Before federal agents arrested its owners yesterday, Baltimore's Newcare pharmacy appeared to be a phenomenal success.
The prescription drug distributor ordered 4,200 doses of the painkiller hydrocodone in 2003. In 2004, the orders bumped up slightly, prosecutors said in federal court.
Suddenly, sales skyrocketed into the millions. And this year, authorities said, the Northeast Baltimore company had already bought 4.8 million doses of the drug, commonly known as Vicodin.
But according to prosecutors, the amazing performance concealed a lucrative cybercrime: The company sold more than $20 million worth of the painkiller to Internet customers without legitimate prescriptions.
Federal drug agents fanned across the region early yesterday, charging Newcare's owners, seizing their expansive suburban homes in Harford County, locking up their luxury cars and shutting down their multiple bank accounts.
Carl J. Kotowski, assistant special agent in charge of the Drug Enforcement Administration's Baltimore office, said the operation at Newcare sparked the largest federal pharmaceutical drug investigation in the state's history.
"It's not like [they had] to go out onto the street," Kotowski said of Newcare's customers. "Everything is very discreet. You just go online. It's no different than buying a book on Amazon."
Like Quaaludes and Valium in the 1970s, Vicodin's illicit use has been treated recently by playwrights, novelists and screenwriters as a less dangerous, and more socially acceptable, way for characters to relieve life's pressures without resorting to heroin or cocaine.
On the Fox television show House, the irritable but brilliant Dr. Gregory House has suffered from chronic pain and battled an addiction to Vicodin.

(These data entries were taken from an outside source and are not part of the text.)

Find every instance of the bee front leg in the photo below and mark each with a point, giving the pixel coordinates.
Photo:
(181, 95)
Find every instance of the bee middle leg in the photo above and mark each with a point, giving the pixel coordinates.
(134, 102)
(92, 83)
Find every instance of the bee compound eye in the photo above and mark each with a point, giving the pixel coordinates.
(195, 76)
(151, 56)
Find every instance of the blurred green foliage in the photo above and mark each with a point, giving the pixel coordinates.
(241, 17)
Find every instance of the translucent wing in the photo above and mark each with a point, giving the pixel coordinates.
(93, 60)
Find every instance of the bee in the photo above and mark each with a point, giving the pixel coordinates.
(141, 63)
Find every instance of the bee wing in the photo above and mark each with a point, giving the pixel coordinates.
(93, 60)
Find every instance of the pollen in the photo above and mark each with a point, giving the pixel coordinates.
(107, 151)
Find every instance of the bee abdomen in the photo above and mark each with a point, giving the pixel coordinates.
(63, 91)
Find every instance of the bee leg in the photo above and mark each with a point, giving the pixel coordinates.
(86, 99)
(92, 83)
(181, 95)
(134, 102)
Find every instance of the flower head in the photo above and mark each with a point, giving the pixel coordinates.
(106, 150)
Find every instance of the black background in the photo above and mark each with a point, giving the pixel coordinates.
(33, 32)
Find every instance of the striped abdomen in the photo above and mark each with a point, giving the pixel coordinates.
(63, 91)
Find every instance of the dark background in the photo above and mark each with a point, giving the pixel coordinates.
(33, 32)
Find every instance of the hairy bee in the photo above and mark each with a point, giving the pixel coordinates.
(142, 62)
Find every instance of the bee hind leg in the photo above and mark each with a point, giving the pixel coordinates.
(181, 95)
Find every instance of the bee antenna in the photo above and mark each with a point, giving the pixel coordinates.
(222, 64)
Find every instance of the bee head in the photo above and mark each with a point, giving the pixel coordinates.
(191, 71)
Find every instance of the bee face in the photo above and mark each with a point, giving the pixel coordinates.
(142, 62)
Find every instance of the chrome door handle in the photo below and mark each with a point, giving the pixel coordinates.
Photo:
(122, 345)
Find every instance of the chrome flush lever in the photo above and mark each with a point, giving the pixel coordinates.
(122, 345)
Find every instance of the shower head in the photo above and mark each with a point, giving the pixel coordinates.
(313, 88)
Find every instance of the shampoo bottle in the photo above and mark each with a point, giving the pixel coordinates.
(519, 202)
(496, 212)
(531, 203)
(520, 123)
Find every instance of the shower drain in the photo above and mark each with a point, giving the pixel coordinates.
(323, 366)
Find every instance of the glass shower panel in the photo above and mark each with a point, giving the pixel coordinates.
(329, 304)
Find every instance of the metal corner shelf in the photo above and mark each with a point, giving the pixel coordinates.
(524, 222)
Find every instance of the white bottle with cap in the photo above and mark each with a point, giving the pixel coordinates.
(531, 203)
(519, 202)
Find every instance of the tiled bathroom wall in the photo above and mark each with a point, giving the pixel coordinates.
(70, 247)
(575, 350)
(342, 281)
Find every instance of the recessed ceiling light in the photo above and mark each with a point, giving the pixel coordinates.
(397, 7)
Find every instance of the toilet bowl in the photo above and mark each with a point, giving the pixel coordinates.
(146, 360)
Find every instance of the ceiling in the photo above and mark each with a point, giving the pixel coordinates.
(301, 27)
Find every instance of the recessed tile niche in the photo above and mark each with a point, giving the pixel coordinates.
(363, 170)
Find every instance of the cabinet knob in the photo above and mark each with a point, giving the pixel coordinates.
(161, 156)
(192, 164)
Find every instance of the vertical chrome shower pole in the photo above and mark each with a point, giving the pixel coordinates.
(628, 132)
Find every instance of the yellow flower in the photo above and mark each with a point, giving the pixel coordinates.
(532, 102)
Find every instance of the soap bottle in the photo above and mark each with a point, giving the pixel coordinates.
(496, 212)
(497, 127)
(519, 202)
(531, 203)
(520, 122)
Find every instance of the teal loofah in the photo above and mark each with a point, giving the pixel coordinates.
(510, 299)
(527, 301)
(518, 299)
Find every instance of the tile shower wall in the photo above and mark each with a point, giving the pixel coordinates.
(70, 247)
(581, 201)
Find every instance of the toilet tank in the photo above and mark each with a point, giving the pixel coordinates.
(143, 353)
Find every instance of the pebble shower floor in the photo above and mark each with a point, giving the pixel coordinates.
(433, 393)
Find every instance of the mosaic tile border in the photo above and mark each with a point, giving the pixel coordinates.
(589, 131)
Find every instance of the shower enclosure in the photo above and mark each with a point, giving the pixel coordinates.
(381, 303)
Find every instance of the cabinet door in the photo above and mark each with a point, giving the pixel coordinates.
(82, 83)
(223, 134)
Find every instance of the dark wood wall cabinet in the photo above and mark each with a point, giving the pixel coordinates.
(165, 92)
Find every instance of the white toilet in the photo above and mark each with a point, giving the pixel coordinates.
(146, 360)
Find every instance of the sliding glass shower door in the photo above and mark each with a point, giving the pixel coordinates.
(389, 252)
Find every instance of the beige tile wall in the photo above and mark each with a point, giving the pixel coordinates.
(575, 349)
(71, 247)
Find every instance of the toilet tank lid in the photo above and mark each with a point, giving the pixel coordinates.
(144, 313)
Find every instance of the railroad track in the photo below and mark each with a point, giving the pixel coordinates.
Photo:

But the increasing problem of illegal sales of prescription drugs online has also worried drug enforcement agents and anti-drug abuse advocates alike.
DEA Administrator Karen P. Tandy told Congress in April that her agency had initiated 100 new Internet investigations involving the online sales of prescription drugs during the last fiscal year, arresting 62 people and seizing $44 million in cash, property, computers and bank account assets.
In the DEA's Operation Cyberchase, agents targeted about 200 Web sites alleged to have illegally sold prescription drugs and arrested 25 people in the United States, Asia, Europe, and the Caribbean.
Some advocates for more regulation said not enough has been done.